En estos casos, llevar a los jóvenes más propicios a entornos y contenidos donde se repitan machaconamente los mensajes puede hacer corresponsables a las grandes tecnológicas de una crisis de salud mental en los adolescentes del mundo. Varios colegios públicos de la ciudad de Seattle, nicho de gigantes como Microsoft o Amazon, han sido los últimos en sumarse a las demandas hacia Meta, TikTok o Youtube que explotan el sistema de recompensas en el cerebro para que los usuarios no abandonen las aplicaciones y vuelvan una y otra vez produciendo una ‘dopamina digital’ que puede dar lugar a enganches similares a las adicciones a sustancias. Son las llamadas ‘adicciones comportamentales’, que el psicólogo clínico define cuando “uno ya no puede dejar de conectarse y está perjudicando otros aspectos de la vida como las relaciones, los estudios o el sueño”.

Pero ¿son las empresas responsables del daño debido a su diseño? ¿Sus efectos pueden considerarse como el tabaco? ¿Hay una causa-efecto? La iniciativa de Seattle no persigue eliminar las redes y plataformas sino cambiar la forma en la que operan, por ejemplo, con leyes como la que promulgó California hace unos meses para obligar a las aplicaciones a poner al alcance del lenguaje de los menores la comprensión de sus políticas de privacidad. En definitiva, rediseñar los productos de las compañías en provecho de los niños y establecer límites a las grandes tecnológicas cuando afectan a los menores porque añade Pérez Álvarez, “alguien tendrá que proteger el bien común”. 

El ‘caso Rusell’

Un tribunal de Londres dictaminó el pasado octubre que la joven británica Molly Rusell murió por “un acto de autolesión mientras sufría depresión y por los efectos negativos del contenido on line”. Directivos de Instagram y Pinterest declararon en el proceso tras el suicidio de la joven de 14 años en 2017. En su correo electrónico se halló un mensaje de Pinterest titulado Pins sobre la depresión y, semanas antes de su muerte, Molly había reaccionado en Instagram a miles de publicaciones referentes a las autolesiones y el suicidio.

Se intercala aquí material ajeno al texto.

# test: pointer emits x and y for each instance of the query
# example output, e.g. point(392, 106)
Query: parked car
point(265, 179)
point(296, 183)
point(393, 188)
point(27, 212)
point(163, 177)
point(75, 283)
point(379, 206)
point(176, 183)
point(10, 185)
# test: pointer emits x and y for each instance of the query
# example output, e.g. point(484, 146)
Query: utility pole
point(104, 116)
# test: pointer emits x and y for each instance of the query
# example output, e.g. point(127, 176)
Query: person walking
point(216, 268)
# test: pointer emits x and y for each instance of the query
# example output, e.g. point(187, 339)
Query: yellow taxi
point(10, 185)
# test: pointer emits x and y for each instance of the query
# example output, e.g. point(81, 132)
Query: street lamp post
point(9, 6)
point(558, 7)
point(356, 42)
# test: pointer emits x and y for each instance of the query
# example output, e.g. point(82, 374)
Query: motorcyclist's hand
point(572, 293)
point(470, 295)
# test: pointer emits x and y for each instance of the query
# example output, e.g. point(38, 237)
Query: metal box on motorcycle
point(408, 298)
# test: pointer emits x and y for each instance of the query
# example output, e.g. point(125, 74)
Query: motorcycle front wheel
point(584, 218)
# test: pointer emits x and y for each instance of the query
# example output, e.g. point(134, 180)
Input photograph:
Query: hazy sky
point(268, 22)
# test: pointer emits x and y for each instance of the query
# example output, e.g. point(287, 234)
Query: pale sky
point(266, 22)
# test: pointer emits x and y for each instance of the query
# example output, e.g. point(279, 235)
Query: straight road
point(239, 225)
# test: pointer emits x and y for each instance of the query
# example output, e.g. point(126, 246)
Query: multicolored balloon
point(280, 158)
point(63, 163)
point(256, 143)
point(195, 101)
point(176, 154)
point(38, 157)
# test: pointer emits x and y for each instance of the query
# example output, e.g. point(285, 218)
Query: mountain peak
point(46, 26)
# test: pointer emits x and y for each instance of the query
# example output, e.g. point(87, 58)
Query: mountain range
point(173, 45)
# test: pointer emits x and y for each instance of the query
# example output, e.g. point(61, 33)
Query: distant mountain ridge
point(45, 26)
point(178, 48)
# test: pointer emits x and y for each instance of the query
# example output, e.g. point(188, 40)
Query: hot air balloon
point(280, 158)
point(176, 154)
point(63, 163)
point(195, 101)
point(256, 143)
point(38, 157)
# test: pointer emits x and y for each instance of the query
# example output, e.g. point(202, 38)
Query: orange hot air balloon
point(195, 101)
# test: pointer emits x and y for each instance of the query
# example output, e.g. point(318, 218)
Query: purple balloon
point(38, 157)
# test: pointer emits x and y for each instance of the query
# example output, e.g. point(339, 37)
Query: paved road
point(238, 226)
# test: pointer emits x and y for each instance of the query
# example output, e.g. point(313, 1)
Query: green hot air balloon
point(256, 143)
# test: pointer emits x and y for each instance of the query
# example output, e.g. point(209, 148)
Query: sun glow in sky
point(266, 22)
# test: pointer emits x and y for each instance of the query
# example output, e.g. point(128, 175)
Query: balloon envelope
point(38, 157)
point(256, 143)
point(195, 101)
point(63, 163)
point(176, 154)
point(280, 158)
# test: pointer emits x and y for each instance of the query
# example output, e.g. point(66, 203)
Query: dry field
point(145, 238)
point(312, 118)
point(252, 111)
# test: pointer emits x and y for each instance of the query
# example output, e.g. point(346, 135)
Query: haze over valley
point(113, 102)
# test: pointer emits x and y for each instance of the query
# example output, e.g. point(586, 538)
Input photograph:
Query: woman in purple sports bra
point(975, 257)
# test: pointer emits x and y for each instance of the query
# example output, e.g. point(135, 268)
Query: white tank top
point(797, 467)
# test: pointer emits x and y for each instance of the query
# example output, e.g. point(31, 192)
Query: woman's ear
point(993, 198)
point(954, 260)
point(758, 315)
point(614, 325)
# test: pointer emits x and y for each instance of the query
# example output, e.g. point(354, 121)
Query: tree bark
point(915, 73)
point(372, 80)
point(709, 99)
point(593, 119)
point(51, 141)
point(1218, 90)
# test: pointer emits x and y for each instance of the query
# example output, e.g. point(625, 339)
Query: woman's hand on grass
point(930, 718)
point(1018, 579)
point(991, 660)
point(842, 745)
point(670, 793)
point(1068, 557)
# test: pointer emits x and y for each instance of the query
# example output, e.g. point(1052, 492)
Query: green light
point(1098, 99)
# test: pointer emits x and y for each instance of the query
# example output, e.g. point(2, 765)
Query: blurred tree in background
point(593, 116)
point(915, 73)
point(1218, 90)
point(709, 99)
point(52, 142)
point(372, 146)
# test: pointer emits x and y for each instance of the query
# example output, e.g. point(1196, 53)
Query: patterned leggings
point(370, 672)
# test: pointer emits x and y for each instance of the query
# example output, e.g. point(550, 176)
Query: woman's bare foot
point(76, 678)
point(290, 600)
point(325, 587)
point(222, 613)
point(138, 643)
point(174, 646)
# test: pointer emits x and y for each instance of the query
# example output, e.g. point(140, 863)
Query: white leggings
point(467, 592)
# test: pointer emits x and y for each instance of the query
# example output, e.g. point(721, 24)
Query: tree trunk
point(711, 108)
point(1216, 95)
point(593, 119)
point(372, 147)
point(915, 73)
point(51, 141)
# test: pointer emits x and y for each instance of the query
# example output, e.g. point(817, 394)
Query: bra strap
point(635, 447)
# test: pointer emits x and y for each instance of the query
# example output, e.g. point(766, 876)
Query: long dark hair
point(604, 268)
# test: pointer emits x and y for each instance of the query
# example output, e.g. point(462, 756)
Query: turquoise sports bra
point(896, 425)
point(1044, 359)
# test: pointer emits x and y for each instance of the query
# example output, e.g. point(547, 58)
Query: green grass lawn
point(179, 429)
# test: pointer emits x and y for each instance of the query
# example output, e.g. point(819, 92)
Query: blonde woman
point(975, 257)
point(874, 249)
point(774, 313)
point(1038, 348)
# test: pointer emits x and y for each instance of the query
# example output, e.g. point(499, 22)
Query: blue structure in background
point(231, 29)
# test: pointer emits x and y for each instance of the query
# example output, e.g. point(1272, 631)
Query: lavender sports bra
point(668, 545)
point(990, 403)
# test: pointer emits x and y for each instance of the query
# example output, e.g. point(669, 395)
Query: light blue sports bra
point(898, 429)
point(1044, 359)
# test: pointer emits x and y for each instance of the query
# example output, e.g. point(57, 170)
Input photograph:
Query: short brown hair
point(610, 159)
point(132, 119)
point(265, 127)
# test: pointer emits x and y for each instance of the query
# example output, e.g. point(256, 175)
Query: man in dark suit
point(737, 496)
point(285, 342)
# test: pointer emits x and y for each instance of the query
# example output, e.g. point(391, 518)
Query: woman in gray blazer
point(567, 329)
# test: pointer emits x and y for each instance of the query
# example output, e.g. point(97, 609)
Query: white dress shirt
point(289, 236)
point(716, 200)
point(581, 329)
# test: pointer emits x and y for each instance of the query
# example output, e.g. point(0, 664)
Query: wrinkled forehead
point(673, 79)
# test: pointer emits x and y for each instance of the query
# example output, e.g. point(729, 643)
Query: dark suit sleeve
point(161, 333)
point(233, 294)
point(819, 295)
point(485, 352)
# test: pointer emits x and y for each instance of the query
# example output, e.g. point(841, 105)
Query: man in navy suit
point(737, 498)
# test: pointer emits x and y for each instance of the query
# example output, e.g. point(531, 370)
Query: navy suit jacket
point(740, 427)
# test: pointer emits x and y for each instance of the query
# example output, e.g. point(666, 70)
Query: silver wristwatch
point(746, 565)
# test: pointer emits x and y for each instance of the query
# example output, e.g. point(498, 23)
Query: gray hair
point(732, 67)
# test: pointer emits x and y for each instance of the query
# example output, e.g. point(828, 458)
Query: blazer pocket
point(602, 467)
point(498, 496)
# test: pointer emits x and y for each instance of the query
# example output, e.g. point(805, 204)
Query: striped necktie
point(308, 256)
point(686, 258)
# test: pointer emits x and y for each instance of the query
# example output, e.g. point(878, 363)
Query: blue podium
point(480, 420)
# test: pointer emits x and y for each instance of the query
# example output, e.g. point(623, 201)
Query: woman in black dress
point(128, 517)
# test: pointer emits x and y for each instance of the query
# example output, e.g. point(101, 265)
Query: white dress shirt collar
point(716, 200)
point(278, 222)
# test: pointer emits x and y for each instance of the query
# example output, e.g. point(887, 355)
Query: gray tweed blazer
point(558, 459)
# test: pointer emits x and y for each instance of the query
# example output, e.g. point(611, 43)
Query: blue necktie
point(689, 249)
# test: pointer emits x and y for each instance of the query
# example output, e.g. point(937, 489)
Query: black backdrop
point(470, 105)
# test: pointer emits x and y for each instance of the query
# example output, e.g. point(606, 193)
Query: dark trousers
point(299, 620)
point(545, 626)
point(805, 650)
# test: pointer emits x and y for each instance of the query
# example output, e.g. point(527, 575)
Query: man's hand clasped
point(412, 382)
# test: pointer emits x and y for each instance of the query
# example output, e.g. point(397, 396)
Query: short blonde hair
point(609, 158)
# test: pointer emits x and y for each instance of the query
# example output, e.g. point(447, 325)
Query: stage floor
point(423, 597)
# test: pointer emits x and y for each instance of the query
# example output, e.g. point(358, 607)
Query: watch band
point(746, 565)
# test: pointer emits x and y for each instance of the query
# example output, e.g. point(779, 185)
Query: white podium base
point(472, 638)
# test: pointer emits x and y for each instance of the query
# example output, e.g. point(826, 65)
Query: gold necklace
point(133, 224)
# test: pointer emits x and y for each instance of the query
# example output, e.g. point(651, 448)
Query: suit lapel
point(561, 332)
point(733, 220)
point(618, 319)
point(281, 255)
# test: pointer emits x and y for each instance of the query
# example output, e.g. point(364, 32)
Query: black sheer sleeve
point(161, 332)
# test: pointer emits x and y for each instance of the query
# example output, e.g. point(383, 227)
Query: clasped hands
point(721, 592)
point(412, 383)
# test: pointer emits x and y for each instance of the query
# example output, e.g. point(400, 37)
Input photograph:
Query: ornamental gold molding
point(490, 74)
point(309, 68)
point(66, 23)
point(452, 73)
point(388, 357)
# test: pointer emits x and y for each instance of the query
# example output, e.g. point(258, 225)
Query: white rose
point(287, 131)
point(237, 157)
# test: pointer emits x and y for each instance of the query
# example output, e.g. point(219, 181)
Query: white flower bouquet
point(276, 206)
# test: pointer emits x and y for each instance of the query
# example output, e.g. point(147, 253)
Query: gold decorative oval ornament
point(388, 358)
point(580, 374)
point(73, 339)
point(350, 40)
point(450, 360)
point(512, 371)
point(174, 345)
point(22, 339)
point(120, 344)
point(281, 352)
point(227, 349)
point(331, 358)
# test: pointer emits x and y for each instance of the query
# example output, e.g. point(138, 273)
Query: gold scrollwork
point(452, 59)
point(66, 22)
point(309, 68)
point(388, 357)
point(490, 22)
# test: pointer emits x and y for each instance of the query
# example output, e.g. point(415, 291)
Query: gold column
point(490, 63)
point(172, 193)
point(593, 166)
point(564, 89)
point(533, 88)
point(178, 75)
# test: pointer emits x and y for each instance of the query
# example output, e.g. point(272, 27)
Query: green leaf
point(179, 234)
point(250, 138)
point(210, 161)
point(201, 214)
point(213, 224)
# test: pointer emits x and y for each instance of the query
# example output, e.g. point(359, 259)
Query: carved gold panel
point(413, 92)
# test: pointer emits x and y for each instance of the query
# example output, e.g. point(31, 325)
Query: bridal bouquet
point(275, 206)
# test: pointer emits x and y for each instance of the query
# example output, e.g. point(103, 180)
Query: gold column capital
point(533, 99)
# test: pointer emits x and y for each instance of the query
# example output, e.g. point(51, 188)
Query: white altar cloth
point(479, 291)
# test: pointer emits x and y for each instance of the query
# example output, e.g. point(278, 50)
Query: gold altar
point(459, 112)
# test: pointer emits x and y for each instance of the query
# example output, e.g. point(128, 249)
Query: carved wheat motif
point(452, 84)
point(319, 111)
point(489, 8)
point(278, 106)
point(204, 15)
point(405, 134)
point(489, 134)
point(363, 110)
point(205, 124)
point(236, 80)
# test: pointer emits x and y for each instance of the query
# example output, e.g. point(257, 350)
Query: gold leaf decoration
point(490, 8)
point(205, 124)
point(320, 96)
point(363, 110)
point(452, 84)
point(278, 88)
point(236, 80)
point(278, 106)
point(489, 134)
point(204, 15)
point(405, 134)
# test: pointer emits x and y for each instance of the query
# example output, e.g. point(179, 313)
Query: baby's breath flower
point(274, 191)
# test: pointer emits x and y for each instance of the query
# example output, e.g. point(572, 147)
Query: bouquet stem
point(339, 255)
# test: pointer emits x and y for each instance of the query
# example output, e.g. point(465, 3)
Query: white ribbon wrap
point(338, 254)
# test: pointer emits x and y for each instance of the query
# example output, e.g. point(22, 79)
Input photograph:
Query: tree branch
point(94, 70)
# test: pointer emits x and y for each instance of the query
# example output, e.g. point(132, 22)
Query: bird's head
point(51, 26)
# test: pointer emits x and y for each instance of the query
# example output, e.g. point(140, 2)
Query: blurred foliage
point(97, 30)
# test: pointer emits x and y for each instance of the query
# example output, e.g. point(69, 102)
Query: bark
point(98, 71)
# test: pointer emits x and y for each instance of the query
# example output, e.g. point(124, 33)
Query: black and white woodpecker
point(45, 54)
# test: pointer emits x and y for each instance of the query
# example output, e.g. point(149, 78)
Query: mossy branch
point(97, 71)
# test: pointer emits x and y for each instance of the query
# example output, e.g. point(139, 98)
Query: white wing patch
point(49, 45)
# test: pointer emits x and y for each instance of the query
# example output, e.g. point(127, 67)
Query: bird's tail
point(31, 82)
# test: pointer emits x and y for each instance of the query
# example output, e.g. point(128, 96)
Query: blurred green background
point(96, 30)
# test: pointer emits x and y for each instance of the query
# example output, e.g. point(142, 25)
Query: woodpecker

Una de las directivas de Meta pidió perdón a la familia porque la adolescente tuvo acceso a contenidos que violaban las reglas de uso de la plataforma, como aquellos que romantizan el suicidio y la depresión o los que invitan a los adolescentes a esconder sus sentimientos o pensamientos negativos. Molly era según los Russell, una “joven positiva, feliz y brillante que cayó en el más sombrío de los mundos”. Acudió a la red y el algoritmo, reenviándole siempre el mismo contenido, no hizo sino favorecer un terrible desenlace.